The movie features a cast of color-coded characters that represent the range of a child's emotions.

But a Minnesota parenting expert said that concept is strikingly similar to one she's been developing for years.

Denise Daniels said she created a pilot for a show called "The Moodsters" in 2007 to help kids understand their emotions.

Each character is a color that represents a different emotion, like red for anger and blue for sadness, just like in the Pixar animated film.

In a lawsuit filed in California District Court on Monday, Daniels claimed she pitched "The Moodsters" to a half dozen Disney executives from 2005 to 2009 including Pete Docter, who went on to direct "Inside Out," which came out in 2015.
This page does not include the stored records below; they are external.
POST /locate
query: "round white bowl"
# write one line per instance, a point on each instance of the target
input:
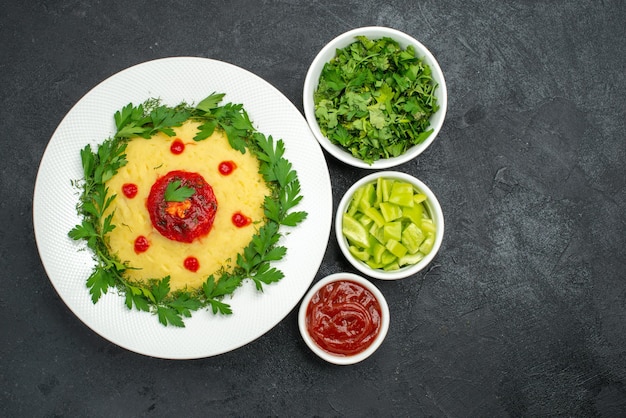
(334, 358)
(432, 205)
(328, 52)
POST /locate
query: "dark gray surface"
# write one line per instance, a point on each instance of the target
(522, 313)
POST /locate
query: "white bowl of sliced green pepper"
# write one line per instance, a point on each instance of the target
(389, 225)
(375, 97)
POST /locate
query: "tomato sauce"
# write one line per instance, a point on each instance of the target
(191, 264)
(177, 147)
(130, 190)
(226, 167)
(141, 244)
(240, 220)
(343, 318)
(182, 221)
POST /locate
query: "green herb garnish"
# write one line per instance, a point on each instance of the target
(254, 262)
(174, 192)
(375, 99)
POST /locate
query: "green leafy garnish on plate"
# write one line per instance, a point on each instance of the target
(375, 99)
(254, 262)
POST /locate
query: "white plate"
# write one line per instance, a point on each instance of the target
(176, 80)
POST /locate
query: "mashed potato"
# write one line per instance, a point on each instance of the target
(242, 191)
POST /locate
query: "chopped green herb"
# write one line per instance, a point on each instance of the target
(375, 99)
(174, 192)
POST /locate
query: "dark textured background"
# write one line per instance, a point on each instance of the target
(522, 313)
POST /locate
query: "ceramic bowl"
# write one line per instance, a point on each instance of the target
(338, 358)
(432, 206)
(328, 52)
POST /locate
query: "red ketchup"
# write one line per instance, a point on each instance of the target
(130, 190)
(226, 167)
(240, 220)
(343, 318)
(141, 244)
(177, 147)
(187, 220)
(191, 264)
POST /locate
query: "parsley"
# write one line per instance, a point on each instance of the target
(375, 99)
(174, 192)
(254, 263)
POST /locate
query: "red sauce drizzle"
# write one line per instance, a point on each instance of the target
(343, 318)
(191, 264)
(129, 190)
(226, 167)
(182, 221)
(240, 220)
(177, 147)
(141, 244)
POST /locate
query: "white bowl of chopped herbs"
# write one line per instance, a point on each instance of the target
(389, 225)
(375, 97)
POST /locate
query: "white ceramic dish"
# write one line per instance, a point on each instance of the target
(68, 263)
(433, 207)
(328, 52)
(333, 358)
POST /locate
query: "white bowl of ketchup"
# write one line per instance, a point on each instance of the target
(343, 318)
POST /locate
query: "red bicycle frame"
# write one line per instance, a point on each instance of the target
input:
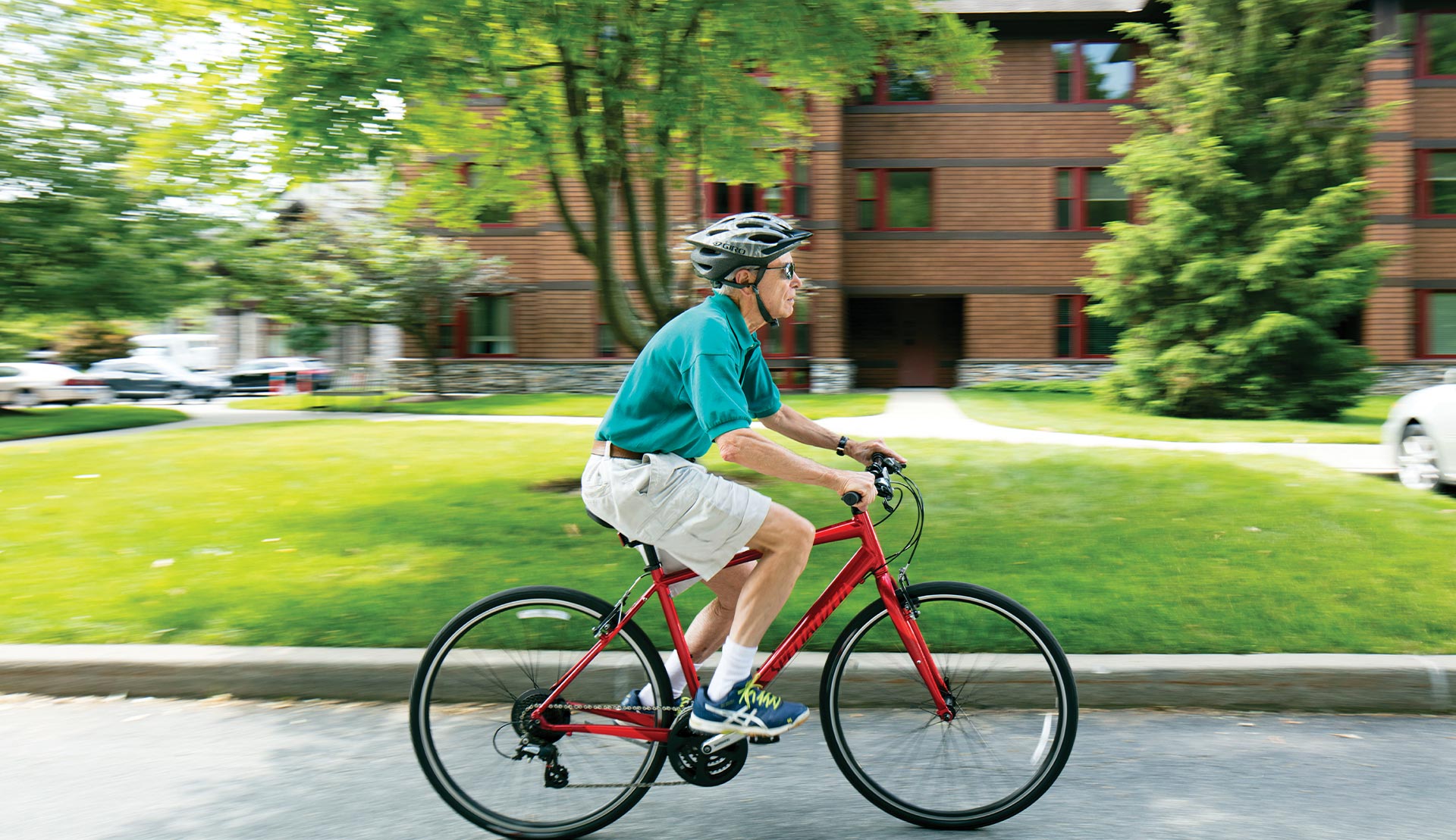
(868, 561)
She claims the studio breached an implied contract with her by using the idea without compensating her.

"I think she's got a shot. It is her burden to prove, but there is a lot of factual history in here that most cases don't have," entertainment attorney Mick Spence said.

Spence, who is not connected to the lawsuit,  said 90 percent of cases like this reach a settlement - if they aren't thrown out by a judge first.

So it's up to Daniels to prove to a jury there was a contract, what the terms of it were and that Disney executives violated it.

"The fact that this film has grossed over $850 million in box office and $100 million in DVD and Blu-Ray, that's a lot of money. Sometimes a lot of money means there's enough money to make a settlement and make people go away or be happy with what occurred," Spence said.

A Disney spokesperson said in a statement "'Inside Out' was an original Pixar creation and we look forward to vigorously defending against this lawsuit in court."

Daniels is asking for an unspecified amount of damages.